Obviously this isn’t comprehensive, and another visit is in order to try more things on the ever-changing menu. You need no reservation to have a burger plus beer or wine at the bar ($19/$23). Tuesday and Wednesday sunset happy hour on the lawn sounds lovely, and the new bar menu offers more dishes in the $6 to $15 range; a pasta special on those nights features three all-you-can-eat seasonal pastas plus side salad ($24/adults, $15/kids). As a further enticement, notice this coupon for lunch or brunch. Their Thanksgiving menu looks just right, and the atmosphere would be especially suitable for Thanksgiving…um, yeah. That’s a special occasion. Maybe they’ll even serve venison.
New Dishes at Fig & Olive
Fig & Olive, known for pairing dishes with fine olive oils and excluding butter, has scattered new fall items throughout their menu. I didn’t expect to be wowed by—honestly, almost didn’t order—crudités, despite their newfound hipness, but they’re refreshing simplicity itself, containing broccoli rabe, among other things, and served with tapenades: a pesto-y ricotta basil and a slightly spicy red bell pepper yogurt ricotta. Pumpkin sage ravioli is saved from cliché by the inclusion of free-range chicken and charmoula; salad Niçoise, topped with seared tuna, surprises with a hidden underlayer of tuna carpaccio. And for dessert, house-made raspberry sorbet with yogurt mousse, meringue, raspberry caramel, and fresh raspberries. Other new dishes include crab cake, salmon burger, steak frites, and soon a fresh berry crostata with mascarpone and Cointreau syrup. As always, meals begin with a tasting of three olive oils.

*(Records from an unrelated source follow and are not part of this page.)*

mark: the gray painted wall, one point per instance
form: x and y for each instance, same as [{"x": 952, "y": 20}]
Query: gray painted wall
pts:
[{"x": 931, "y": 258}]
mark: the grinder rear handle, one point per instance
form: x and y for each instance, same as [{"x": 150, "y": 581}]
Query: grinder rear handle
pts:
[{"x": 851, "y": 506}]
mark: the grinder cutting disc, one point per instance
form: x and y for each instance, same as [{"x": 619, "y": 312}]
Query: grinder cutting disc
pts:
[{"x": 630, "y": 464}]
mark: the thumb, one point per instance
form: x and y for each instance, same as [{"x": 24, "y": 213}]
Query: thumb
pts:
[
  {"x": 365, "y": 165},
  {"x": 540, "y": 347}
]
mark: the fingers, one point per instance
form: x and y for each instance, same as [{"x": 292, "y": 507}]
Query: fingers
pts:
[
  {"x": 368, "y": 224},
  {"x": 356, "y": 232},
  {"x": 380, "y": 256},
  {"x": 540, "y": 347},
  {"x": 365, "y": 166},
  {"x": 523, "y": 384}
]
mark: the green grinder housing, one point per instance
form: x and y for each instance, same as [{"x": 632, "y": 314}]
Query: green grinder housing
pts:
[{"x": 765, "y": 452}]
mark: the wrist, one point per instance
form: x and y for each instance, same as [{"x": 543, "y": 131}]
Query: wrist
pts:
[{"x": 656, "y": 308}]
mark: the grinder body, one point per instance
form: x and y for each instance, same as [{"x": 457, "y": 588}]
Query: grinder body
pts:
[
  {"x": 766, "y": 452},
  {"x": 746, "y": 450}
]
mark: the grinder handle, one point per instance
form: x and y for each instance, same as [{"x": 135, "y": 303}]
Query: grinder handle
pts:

Homemade Greek Yogurt and Granola at The Beehive
Greek yogurt, which has more protein and fewer carbs, has inspired such devotion that you might soon find it in everything from toothpaste to shampoo. You can get it at the supermarket nowadays, but you don’t come across it homemade too often. Enter The Beehive, from the former owners of the Mount Olympos Diner. This is no diner—it’s all French Country and bees—everything is house-made, and breakfast, served until 2 pm, packs a crowd. (Seriously—by the time we got our food, the place was full.) The yogurt and granola is a winning combo: a generous bowl of rich, thicker-than-Fage yogurt, with granola full of dried fruit, almond slices, and almost whole walnut halves, lightly sweetened with cane sugar, maple syrup, and honey. Squeeze bear of honey on request. And while you’re there, don’t miss the fluffy pancakes and out-of-this-world cheese Danish, with cream cheese, farmer’s cheese, mascarpone, and apple.